下一问的答案不言而喻,恰好也回答了上一问。
受天子命,杀人灭口。
一切陡然摆上了台面,在场除了张药,没有一个真正的钝人,因此无人不心惊。
书记官一时握不稳手中的笔,“啪”的一声,鼻尖落地,在砖上点出一团漆黑的墨迹。
张药看了一眼那书记官,“你不用害怕。”
那书记官肩头一颤,根本不敢和张药对视,张药则平声道:“我不会害你们死,我说的话,都可以记录。”
毛蘅侧向吴陇仪,低声道:“依你看该如何?若依我看是,万万不能再审了。”
吴陇仪尚未回答,却听张药续道:“我脑子不好用,能帮诸位大人的,就是把话说到这里。所以不管两位大人要如何审我,我都不会再吐一个字。至于如何收场,你们去问玉霖。”
毛蘅随着他的话,望向玉霖,不禁苦笑。
“玉霖。”
玉霖尚在错愕之间,并没有听到毛蘅唤她。
“玉姑娘。”
“什……什么?”
毛蘅抬了抬手,示意番役放下玉霖,而后问道:“你知道张指挥使背上的这两个字吗?”
“她没有碰过我,她不知道。”
这句话是张药答的,用的却不是:“我没碰过她。”
毛蘅蹙眉道:“你这是什么话,你自己……”
“她很好。只是家姐不准,我纵无耻也无胆。”
毛蘅再度苦笑,“行,行……我就多此一问。既然你张指挥使一个字都不肯再说,我们也不能对你刑讯。你身上这一灭口案,暂且悬置。”

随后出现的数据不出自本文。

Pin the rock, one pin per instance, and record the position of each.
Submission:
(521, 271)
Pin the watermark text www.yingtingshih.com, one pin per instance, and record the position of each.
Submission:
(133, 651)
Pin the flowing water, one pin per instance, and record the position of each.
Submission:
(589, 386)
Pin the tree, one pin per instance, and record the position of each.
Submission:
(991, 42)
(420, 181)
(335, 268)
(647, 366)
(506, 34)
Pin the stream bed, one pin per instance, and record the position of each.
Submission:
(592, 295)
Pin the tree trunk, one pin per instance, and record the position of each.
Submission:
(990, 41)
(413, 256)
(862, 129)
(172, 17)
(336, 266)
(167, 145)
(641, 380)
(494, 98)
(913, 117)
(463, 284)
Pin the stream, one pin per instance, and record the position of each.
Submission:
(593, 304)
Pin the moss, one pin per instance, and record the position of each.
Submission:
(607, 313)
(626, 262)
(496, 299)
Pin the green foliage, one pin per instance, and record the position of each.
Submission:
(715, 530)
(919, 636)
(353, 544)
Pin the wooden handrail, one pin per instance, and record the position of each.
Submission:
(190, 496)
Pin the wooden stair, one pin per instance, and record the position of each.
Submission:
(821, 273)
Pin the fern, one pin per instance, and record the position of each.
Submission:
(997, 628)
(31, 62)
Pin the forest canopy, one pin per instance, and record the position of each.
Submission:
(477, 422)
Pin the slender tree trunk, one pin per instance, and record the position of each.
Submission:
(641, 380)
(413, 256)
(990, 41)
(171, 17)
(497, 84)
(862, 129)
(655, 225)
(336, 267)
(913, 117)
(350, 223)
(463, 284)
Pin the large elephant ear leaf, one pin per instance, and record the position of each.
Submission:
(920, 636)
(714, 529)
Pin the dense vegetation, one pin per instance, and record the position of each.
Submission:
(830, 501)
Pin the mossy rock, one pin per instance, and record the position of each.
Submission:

他说完,携吴陇仪回至案后落座,着书机官送上一堂记录,于手中的理齐全,清嗓道:“如今这场春闱舞弊案,牵涉过多,已不是赦郑易之一人可解。我等要商议后,再行裁决。不过,今日倒也不是一个定论都下不得。”
他说着,抬高了声音,“贡生江崇山舞弊,即刻收监。至于吴宝来,暂交还江家看管候传。来人,把郑易之身上的械具解了。另替他寻回妻子,好生送回本地。”